Des prix du pétrole élevés devraient perdurer
Goldman Sachs prévoit que les prix élevés du pétrole pourraient persister jusqu’en 2027. La banque cite des précédents historiques de chocs d’approvisionnement majeurs, soulignant le risque que les prix du pétrole dépassent les 100 dollars le baril si les perturbations se poursuivent et que les pertes d’approvisionnement sont substantielles.
Le Brent et le WTI ont fluctué vendredi matin. Cette modération des prix fait suite à la déclaration du gouvernement israélien selon laquelle Israël donnerait suite à l’appel du président Donald Trump à renoncer à de nouvelles frappes sur les principales installations énergétiques iraniennes. La frappe israélienne initiale sur le gisement de South Pars en Iran a provoqué une riposte de l’Iran contre Ras Laffan au Qatar, la plus grande installation de gaz naturel liquéfié au monde, entraînant une forte hausse des prix du pétrole.
Trump assure aux Américains une résolution rapide
Le président Trump a cherché à rassurer les Américains confrontés aux prix de l’essence les plus élevés depuis près de deux ans et demi, affirmant que la situation se résoudrait « bientôt ». Il a également fait remarquer qu’il avait anticipé des prix encore plus élevés avant que le conflit avec l’Iran ne s’intensifie. Cependant, trois semaines après le début du conflit, aucun signe d’apaisement n’est visible, les pays du Moyen-Orient faisant état d’interceptions de drones et de missiles.
Le détroit d’Ormuz, une voie navigable étroite entre l’Iran et Oman, est effectivement fermé depuis 19 jours, perturbant environ 20 pour cent de l’approvisionnement mondial en pétrole. Une source haut placée des services de sécurité iraniens a affirmé que le détroit « ne reviendrait pas à la situation d’avant la guerre », réitérant les menaces antérieures de perturbation si l’Iran venait à être attaqué.

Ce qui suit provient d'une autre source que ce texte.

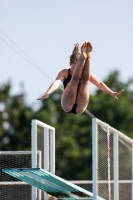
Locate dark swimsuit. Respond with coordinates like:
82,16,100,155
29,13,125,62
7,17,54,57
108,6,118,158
63,69,77,114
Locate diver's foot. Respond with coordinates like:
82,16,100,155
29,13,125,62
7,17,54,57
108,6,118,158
80,42,87,59
86,42,93,58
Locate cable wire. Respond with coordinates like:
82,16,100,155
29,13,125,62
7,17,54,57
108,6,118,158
0,29,53,81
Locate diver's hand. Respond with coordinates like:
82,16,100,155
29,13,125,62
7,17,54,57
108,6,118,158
110,89,124,100
37,93,49,100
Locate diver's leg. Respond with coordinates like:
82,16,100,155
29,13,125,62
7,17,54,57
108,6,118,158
75,42,93,114
61,42,87,112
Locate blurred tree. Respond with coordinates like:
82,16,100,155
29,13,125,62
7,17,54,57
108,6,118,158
89,70,133,138
0,82,34,150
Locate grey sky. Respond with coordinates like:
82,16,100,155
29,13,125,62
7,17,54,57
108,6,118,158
0,0,133,106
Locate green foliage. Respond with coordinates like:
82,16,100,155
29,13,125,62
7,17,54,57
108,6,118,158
0,82,33,150
89,70,133,138
0,70,133,181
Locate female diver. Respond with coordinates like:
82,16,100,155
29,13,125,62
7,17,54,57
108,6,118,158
37,42,124,114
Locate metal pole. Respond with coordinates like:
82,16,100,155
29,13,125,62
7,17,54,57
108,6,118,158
38,151,42,200
131,144,133,199
31,120,37,200
44,127,49,171
50,129,55,174
44,127,49,200
107,126,111,200
92,118,98,200
114,132,119,200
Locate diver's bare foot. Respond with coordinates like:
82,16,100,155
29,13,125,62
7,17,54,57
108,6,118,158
86,42,93,58
80,42,87,59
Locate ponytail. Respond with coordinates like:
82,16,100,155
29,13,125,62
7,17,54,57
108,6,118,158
70,43,80,64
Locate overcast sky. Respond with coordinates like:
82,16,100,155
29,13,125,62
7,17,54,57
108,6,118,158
0,0,133,107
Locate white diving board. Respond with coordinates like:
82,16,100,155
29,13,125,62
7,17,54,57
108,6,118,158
2,168,105,200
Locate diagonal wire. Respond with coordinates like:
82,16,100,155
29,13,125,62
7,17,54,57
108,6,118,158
0,29,53,81
0,28,95,118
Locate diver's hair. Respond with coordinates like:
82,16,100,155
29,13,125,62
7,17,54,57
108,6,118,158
70,43,80,64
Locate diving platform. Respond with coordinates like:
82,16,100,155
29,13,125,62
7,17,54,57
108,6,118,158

Goldman Sachs prévoit une hausse continue des prix
Le détroit étant pratiquement bloqué depuis près de trois semaines, ce qui représente « le plus grand choc d’approvisionnement en pétrole jamais enregistré », Goldman Sachs anticipe une tendance à la hausse continue des prix du pétrole. La banque prévient que le Brent pourrait dépasser son plus haut historique d’environ 147 dollars (environ 127 d’euros) le baril, atteint en 2008, si les perturbations de l’approvisionnement persistent. Dans le pire des cas, la banque estime que les prix du Brent s’établiront à environ 111 dollars (environ 96 d’euros) le baril d’ici le dernier trimestre 2027 si le flux de pétrole à travers le détroit reste considérablement réduit pendant plus de deux mois et si la production se maintient à 2 millions de barils par jour après la réouverture.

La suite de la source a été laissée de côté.